More honesty, but perhaps less hilarity

More honesty, but perhaps less hilarity

‘The Five-Year Engagement’

Starring: Jason Segel, Emily Blunt

Director: Nick Stoller

Rated: R

This second collaboration between director Nick Stoller and the writer and star of this, Jason Segel, is not as riotous as their first film, “Forgetting Sarah Marshall,” but it has surprising depth and, dare it be said, maturity, in its exploration of a relationship that just can’t find a flight path.

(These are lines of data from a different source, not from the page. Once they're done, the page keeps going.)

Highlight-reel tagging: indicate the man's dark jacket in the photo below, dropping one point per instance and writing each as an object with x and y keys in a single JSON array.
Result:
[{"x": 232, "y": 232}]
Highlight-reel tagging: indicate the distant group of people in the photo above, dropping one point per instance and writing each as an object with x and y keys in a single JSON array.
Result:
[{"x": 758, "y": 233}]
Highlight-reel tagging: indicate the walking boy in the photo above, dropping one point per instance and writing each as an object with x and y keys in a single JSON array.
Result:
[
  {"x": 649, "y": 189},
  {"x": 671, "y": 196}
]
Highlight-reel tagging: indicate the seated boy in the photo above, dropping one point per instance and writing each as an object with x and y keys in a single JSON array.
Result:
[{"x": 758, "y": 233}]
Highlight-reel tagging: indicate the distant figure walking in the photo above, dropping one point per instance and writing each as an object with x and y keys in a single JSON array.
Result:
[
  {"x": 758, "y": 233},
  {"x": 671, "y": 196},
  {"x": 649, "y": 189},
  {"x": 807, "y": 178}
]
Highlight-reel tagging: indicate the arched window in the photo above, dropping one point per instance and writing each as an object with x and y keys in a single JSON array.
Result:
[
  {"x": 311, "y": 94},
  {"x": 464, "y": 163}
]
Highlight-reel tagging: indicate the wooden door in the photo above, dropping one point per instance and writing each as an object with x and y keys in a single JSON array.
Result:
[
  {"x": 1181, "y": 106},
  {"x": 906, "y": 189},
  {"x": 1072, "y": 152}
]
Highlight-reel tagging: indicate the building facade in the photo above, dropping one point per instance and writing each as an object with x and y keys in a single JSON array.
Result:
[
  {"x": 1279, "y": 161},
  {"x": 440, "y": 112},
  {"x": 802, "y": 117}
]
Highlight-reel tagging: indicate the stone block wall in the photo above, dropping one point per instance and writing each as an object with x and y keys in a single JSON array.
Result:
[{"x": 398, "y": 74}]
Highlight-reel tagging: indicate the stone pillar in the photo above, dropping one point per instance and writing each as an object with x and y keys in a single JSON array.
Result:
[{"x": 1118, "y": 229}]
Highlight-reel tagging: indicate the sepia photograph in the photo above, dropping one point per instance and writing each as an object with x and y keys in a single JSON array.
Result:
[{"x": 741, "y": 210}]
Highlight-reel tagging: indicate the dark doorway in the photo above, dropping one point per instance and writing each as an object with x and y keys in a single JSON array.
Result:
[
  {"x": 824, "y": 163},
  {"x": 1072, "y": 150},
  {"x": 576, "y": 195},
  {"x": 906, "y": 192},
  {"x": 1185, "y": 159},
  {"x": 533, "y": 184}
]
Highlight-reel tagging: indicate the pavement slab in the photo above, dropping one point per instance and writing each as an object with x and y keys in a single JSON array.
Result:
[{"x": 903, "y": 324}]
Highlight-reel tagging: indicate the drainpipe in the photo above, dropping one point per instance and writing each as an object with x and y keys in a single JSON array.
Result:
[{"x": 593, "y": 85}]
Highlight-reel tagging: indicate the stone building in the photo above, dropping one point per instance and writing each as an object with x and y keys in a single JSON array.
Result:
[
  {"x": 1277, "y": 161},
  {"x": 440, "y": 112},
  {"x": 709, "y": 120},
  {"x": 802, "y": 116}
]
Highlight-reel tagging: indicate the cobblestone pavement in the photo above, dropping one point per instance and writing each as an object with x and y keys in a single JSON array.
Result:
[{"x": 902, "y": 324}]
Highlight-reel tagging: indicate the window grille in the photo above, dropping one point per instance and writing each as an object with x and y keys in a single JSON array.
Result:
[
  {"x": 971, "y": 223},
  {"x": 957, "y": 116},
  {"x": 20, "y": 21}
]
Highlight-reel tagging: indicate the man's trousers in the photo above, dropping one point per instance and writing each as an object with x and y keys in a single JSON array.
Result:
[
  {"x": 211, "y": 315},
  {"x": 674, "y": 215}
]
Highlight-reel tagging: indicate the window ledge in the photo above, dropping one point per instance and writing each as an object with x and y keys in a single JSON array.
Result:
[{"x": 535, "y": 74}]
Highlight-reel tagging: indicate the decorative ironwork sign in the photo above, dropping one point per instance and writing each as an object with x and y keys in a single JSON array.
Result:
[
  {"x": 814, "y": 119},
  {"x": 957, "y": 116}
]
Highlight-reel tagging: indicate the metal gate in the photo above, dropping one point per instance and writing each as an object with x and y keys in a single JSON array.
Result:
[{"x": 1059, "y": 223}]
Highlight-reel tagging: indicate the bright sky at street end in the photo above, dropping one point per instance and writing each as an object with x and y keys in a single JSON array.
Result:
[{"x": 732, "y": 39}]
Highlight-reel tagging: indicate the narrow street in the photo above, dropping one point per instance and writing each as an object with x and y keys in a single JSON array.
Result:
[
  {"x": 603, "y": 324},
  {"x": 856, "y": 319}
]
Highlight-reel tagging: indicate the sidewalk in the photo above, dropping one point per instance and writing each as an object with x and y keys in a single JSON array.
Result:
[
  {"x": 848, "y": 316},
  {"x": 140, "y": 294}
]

Tom (Segel) and Violet (Emily Blunt) meet cute at a New Year’s Eve party, and it’s almost love at first sight. He’s a sous chef in a trendy San Francisco restaurant and she’s applying to grad schools to finish her postdoc work in psychology. A year into the relationship, Tom proposes, but then Violet is accepted to Michigan, so they put the wedding on hold and move to Ann Arbor.

Reduced to working in a deli while Violet charms her professor (Rhys Ifans), Tom has only another faculty spouse (Chris Parnell) for company. Two years turns into eternity when Violet is extended a job opportunity, leaving the couple in limbo about their future together.

Executive producer Judd Apatow is a wizard at turning the conventional into something un. So while this rom-com narrowly fits the genre, there are enough bumps and potholes along the way to leave you wondering if these two will really end up together. The story wobbles along like one of those round-bottom toys without feet. To and fro Tom and Violet reel as they continue to put off their nuptials and redefine themselves as individuals and as a couple.

Some scenes stand out for their sheer un-comedy trajectory such as when Violet and Tom argue over staying in their Mid-West outpost rather than return to balmy San Francisco. The conversation rings with honesty and frankness. A tinge of humor provides the needed levity, but what’s there is a lesson in how adults should really express their feelings, something that almost never happens in movies like this.

The more ribald stuff is left to Chris Pratt and Alison Brie as Tom’s chef buddy and Violet’s sister. These two speed date and marry while the other couple is humming “Que Sera Sera.” Pratt especially is more of frat boy than a husband and father, so if he can do it, why can’t Tom? Brie of “Mad Men” is kind of a whack job, but motherhood helps her evolve enough to counsel Violet on her faltering relationship. Both of them are shameless scene-stealers, leaving the heavier lifting to the leads.

Timing out a little over two hours, Segel and Stoller should have trimmed this down. There are too many re-visits to that fateful New Year’s Eve when Violet, dressed as Princess Di, meets Tom, inexplicably dressed as a giant pink bunny. It’s sweet the first time, and maybe even the second. By the fourth time I silently screamed, “Enough already.”

Blunt and Segel both have an easy, natural screen presence, making the romance believable. Only in the final minutes does it get too rom-com cute, but by then you know it’s going to happen. One odd note: The latest employment gambit for Hollywood screenplays seems to be the ubiquitous food truck. This is the second movie I’ve seen in just as many weeks where one of the characters starts slinging tacos from a slide window.

Local theater

One of the hottest tickets on Broadway right now is Mike Nichols’ revival of “Death of a Salesman,” but you didn’t have to go that far to see an Arthur Miller play when Beaumont Community Players staged “A View from the Bridge” recently. Good drama never goes out of style, and this production was blessed with a strong cast under the direction of Gina Hinson, a frequent BCP contributor. New to the local scene is Michael Mason, who played Eddie Carbone, the Italian longshoreman whose obsession with his niece Katharine, played by Laura Mackan, drives him into a state of reasoned madness. The character of Carbone is one of Miller’s great tragic everyman protagonists — a challenging role for any actor, and Mason earned the standing ovation he received. Rounding out the cast were Rachel Cain, Robert Fong, Michael Saar and Ben Blanchard. With “Pirates of Penzance” closing out the season for the local troupe in a few short weeks, this has already been a stellar year for BCP.